Wygląda na to, że porzucenie przez młodszą o 60 lat Crystal Harris było dla Hugh Hefnera naprawdę dużym ciosem. 85-latek chciał jej zaoferować bardzo wiele - majątek, nazwisko i sławę - ale obrotny króliczek uznał, że może zapewnić to sobie sama bez bagażu w postaci podstarzałego kochanka. Zresztą, popularność już udało się jej zyskać, a na nazwisko i pieniądze nie będzie musiała chyba zbyt długo pracować. Szczególnie, że porzuciła Hefnera dla wyjątkowo bogatego dziedzica psychoterapeutycznej fortuny.
Niedawno założyciel Playboya pokazał się w porannym programie stacji NBC, gdzie opowiedział, z jakich jego zdaniem powodów mogło dojść do rozstania. Było to dość żałosne, podobnie jak cała starość Hefnera.

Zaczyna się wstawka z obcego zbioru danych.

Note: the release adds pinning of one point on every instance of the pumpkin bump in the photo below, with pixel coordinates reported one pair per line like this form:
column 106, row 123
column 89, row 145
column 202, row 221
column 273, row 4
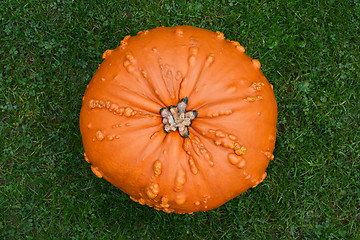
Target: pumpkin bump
column 180, row 119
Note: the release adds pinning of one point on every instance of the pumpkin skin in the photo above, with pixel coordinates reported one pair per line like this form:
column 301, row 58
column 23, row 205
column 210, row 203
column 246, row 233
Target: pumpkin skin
column 228, row 144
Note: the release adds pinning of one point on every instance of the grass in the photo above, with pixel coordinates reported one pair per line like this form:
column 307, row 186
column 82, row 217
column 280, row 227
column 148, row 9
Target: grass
column 309, row 50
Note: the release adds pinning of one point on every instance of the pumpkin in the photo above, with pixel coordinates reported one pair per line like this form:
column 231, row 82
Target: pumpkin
column 180, row 119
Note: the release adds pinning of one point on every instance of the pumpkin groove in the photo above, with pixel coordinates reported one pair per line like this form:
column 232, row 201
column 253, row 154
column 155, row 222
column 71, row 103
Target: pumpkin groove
column 179, row 118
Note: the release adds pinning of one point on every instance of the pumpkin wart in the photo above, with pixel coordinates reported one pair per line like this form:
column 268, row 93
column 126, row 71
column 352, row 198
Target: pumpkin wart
column 138, row 96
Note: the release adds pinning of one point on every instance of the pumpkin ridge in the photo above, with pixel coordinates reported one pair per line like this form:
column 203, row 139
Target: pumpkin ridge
column 195, row 69
column 141, row 76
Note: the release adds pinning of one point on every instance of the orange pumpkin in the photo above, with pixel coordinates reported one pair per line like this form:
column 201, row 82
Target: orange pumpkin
column 179, row 118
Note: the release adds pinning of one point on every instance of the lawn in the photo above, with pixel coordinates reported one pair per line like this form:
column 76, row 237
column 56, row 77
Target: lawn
column 309, row 51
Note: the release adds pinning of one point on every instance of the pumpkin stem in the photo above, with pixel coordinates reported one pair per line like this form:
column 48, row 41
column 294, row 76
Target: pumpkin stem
column 177, row 118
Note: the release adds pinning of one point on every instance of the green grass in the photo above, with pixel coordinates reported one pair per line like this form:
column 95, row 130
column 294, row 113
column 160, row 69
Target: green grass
column 309, row 50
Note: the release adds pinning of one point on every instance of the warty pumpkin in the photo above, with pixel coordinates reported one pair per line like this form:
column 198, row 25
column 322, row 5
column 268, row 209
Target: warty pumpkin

Większość z tego, co Crystal mówiła publicznie po rozstaniu, nie jest prawdą - przekonuje Hef. I zapewniam cię, że wcale nie chodziło o to, o czym ona mówi. Podobał się jej taki styl życia, kochała inne dziewczyny. Myślę, że w tej historii jest jeszcze co najmniej jeden facet i że jest jeszcze coś, o czym nie wiemy. Poza tym, wydaje mi się, że kariera była dla niej ważniejsza niż związek ze mną.
Eureka!
Spędziliśmy ze sobą cudowne dwa i pół roku - kontynuuje i twierdzi, że Crystal musiała go bardzo kochać. Albo bardzo dobrze się maskować. Jeżeli udawała to wszystko, to robiła to świetnie. Przekonała mnie, że jest warta mojego uczucia. Przecież nie angażowałbym się w to wszystko, nie chciał się z nią ożenić, gdybym nie był pewien jej intencji!
Hugh dodaje również, że jego była już narzeczona na kilka dni przed porzuceniem poprosiła go, aby podarował jej Bentleya, wartego około 70 tysięcy dolarów (ponad 200 tysięcy złotych). Zachowała również pierścionek, ale... oddała mu ich wspólnego psa, Charlie'ego.
Bardzo za nim tęskniłem - przyznaje starzec. Myślę, że brakowało mi go bardziej, niż jej.
Jak myślicie, czy 85-letni facet może znaleźć 20-latkę z silikonowym biustem, która go szczerze pokocha?